Karena semua barang harus dimasukkan dan dikeluarkan dari ruangan Yu Xi, dia harus tetap berada di sana sepanjang waktu. Meskipun berhasil mendobrak dua pintu dan mengusir lima atau enam orang, hal ini terasa lebih melelahkan—hanya berdiri di sana sebagai “inventaris berjalan” saja hampir membuatnya kelelahan.
Untungnya, Xing Min juga membantu membersihkan setengah dari pekerjaan itu.
Tiga jam kemudian, dia mengambil seikat kayu bakar kering dari ruang penyimpanan di dekat perapian dan menyalakannya kembali, sehingga kehangatan kembali ke vila tersebut.
Tidak ada tirai di jendela besar dari lantai hingga langit-langit yang menghadap ke selatan.
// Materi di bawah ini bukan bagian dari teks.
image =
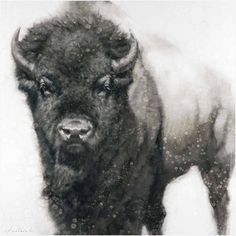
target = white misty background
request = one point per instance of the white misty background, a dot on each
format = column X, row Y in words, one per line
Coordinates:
column 206, row 30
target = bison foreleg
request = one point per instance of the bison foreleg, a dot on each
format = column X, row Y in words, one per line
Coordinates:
column 216, row 179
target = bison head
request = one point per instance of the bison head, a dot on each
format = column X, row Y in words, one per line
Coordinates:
column 76, row 75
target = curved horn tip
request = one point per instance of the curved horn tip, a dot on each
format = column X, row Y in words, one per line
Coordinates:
column 16, row 53
column 127, row 62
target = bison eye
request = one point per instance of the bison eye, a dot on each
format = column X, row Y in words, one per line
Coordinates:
column 44, row 88
column 107, row 87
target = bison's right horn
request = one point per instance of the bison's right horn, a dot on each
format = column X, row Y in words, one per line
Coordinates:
column 125, row 63
column 17, row 55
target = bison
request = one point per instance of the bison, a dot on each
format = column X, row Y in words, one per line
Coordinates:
column 111, row 138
Kaca jendela menunjukkan bekas badai hujan es—masih utuh, tetapi perlu diperkuat nanti.
Yu Xi tidak suka perasaan tereksposnya, jadi dia mengambil beberapa seprai gelap dari tempatnya, mengambil tangga lipat, memanjat ke balok tengah jendela segitiga, dan mulai memaku seprai ke bagian atas dan samping bingkai.
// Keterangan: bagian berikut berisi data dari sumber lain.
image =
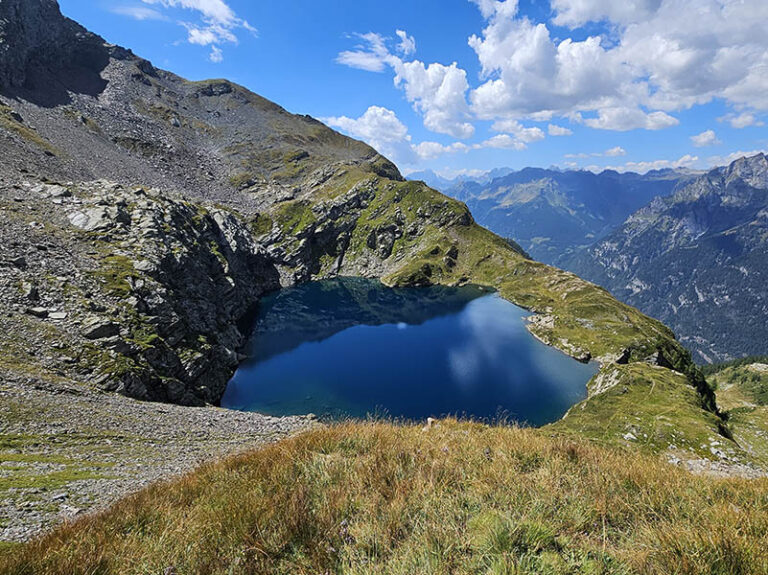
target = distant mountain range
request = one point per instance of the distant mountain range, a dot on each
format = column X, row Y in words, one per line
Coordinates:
column 697, row 260
column 441, row 183
column 553, row 213
column 688, row 248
Setelah bagian atas selesai, dia beralih ke balok bagian bawah — pada akhirnya, seluruh dinding kaca tertutup sepenuhnya.
Pada siang hari, mereka bisa menyingkirkan tirai darurat tersebut. Saat menghidupkan generator, pemanas, atau memasak, mereka bisa menurunkan tirai untuk menjaga privasi.
Vila berbentuk segitiga itu hanya memiliki satu dinding kaca; tiga dinding lainnya terbuat dari bahan padat dan kokoh.
Makan siangnya sederhana — Yu Xi mengeluarkan beberapa hidangan tumis siap saji yang telah ia siapkan. Tianbao mendapat tambahan cheeseburger dan jus.
Xing Min tampak sedikit terkejut karena wanita itu tidak lagi menghindari menggunakan ruang pribadinya di dekatnya, dan selama makan, ia menghabiskan separuh waktu untuk mengamatinya.
Namun kini giliran Yu Xi yang mengabaikannya. Setelah makan siang, ketika Xing Min mengetahui rumah itu memiliki pemanas lantai dan menyebutkan bahwa pemanas itu dapat dihidupkan kembali selama ada listrik, Yu Xi hanya menjawab dengan suara pelan “mm.” Kemudian dia mengeluarkan dua generator bensin dan dua tangki bahan bakar 30 liter dari ruang penyimpanan dan naik ke lantai atas.
Sore itu, setelah menidurkan Tianbao, Yu Zhenzhen pergi ke kamar Yu Xi dan menginterogasinya habis-habisan.
Karena tahu pepatah “dinding punya telinga,” Yu Xi hanya terus mengangguk dan membiarkan kakaknya memarahinya, hingga akhirnya dahinya memerah karena terus-menerus dimarahi.
Dalam hati, dia menyalahkan semua itu pada Xing Min dan tidak berbicara dengannya selama dua hari penuh.
Lupakan soal berbicara — dia bahkan tidak melirik ke arahnya.
Sejujurnya, ada banyak hal yang harus dilakukan selama dua hari ke depan; mendirikan vila berbentuk A, merencanakan bala bantuan — Yu Xi sangat sibuk. Dia bisa menanggungnya. Tapi orang lain tidak bisa.
Pada malam ketiga setelah makan malam, setelah dia memeriksa pintu kaca dan mematikan lampu ruang tamu yang redup, tepat saat dia melewati kamar Xing Min untuk naik ke atas, dia tiba-tiba ditarik lengannya — langsung ke kamarnya.